Ein paar Meter weiter gelange ich in den Bereich für »Innovationen und Neuheiten«. Als ich durch die Sicherheitsschleuse trete, habe ich das Gefühl, an einem sakralen Ort gelandet zu sein. Der Aufmarsch an Sicherheitskräften rund um den Innovationsbereich ist bemerkenswert. Doch Achtung: Fotografen sind hier nicht erwünscht. Dies bekomme ich augenblicklich zu spüren, als ich meine Kamera auspacken will. Zwei Security-Mitarbeiter stürmen in meine Richtung und schieben sich – noch ehe ich realisiere, was vor sich geht – zwischen mich und das Ausstellungsregal. Einer hebt seine Hände abwehrend über meine Kamera: »Fotografieren ist hier strengstens verboten«, erklärt er mir in bestimmendem Tonfall. »Bitte, weshalb das denn?«, frage ich höflich. Man wolle Produktpiraterie verhindern, ist die Antwort. »Aber die Produkte sind ja ohnehin öffentlich ausgestellt und ab sofort am Markt erhältlich«, werfe ich ein. Doch die Ordnungswächter bleiben hart. Immerhin könne ich ein Produktpirat sein, wiederholen sie ihr Argument. Hand aufs Herz, das bin ich nicht. Trotzdem packe ich meine Kamera wieder ein und im nächsten Moment stürmen die Sicherheitskräfte auch schon wieder davon: Eine Dame in Gang drei hat soeben die Kameralinse ihres Mobiltelefons geöffnet. Möglicherweise ist sie eine Piratenbraut.
Während ich durch den schier endlosen Innovationsbereich schlendere, wundere ich mich über die Angst vor Konkurrenz und das Geheimhaltungstheater, das hier veranstaltet wird.
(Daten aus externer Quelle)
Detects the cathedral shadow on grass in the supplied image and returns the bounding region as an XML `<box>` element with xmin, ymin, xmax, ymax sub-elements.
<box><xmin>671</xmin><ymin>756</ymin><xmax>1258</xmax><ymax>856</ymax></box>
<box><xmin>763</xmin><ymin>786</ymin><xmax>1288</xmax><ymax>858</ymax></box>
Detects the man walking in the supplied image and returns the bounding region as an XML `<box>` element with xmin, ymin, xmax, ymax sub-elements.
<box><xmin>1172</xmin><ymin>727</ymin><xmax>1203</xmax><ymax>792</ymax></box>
Noch mehr aber wundere ich mich über die Innovationen selbst, die uns die Bio-Industrie als bahnbrechende Erfindungen verhökern will. Hier die Highlights der Bio-Sensationsneuheiten aus 2011: Es gibt jetzt endlich fix und fertig abgeschmeckten Instant-Couscous im Industriebecher. Zubereitung: Einfach Wasser beifügen und fünf Minuten warten. Fertig! Ausgesprochen erwähnenswert auch die Innovation »Super Sprouts«: Bio-Gemüse und Bio-Obst aus Australien in Pulverform, unter Einsatz modernster Industrietechnologien extrafein pulverisiert. Jetzt können Sie Ihr australisches Obst und Gemüse ganz praktisch in jedem beliebigen Getränk auflösen und in Flüssigform zu sich nehmen. Auf der Unternehmenshomepage gibt es außerdem besondere Tipps für die Verwendung: Endlich Bio-Heidelbeerkuchen ohne Heidelbeeren, Bio-Apfelschnitte ohne Äpfel – »Super Sprouts« macht’s möglich! Vor Bio-Konservendosen wimmelt es regelrecht. Bio-Chips in verschiedenen Geschmacksrichtungen sind ebenfalls brandneu und mit Bio-Palmöl zubereitet, für dessen Produktion in Südostasien und Südamerika große Regenwaldflächen gerodet und ansässige Menschengruppen genauso wie gefährdete Populationen von Menschenaffen vertrieben werden. Bio-Dosengetränke sind 2011 überhaupt der große Renner. Sie stehen als »Innovationen« an allen Ecken und Enden. Es fragt sich nur, worin bei Aluminiumdosen die große »Innovation« steckt. Bio-Diätfuttermittel für Hunde darf unter den Neuheiten natürlich auch nicht fehlen, ebenso wenig wie plastikverschweißter Schnittkäse, der jetzt noch länger haltbar ist. Die Bio-Suppen können wir ab sofort fixfertig in Gläsern und Plastiktassen kaufen. Sie halten jetzt extra lang und brauchen nur noch aufgewärmt zu werden. Bereits abgeschmeckte Fertigsalate, Fertigeintöpfe und Fertiggazpachos in Plastikbechern reihen sich ebenso in den Reigen der Produktneuheiten ein und kommen noch dazu in Demeter-Qualität daher. Reis- und Sojadrinks gibt es jetzt endlich auch in herkömmlichen Plastikflaschen und Bio-Gummibärchen werden von nun an noch häufiger und in noch mehr Geschmacksrichtungen zu finden sein – die meisten mit Gelatine. Der Instant-Schweinsbraten geht den Bio-Konsumenten schon lange ab. Jetzt ist auch diese Lücke endlich geschlossen.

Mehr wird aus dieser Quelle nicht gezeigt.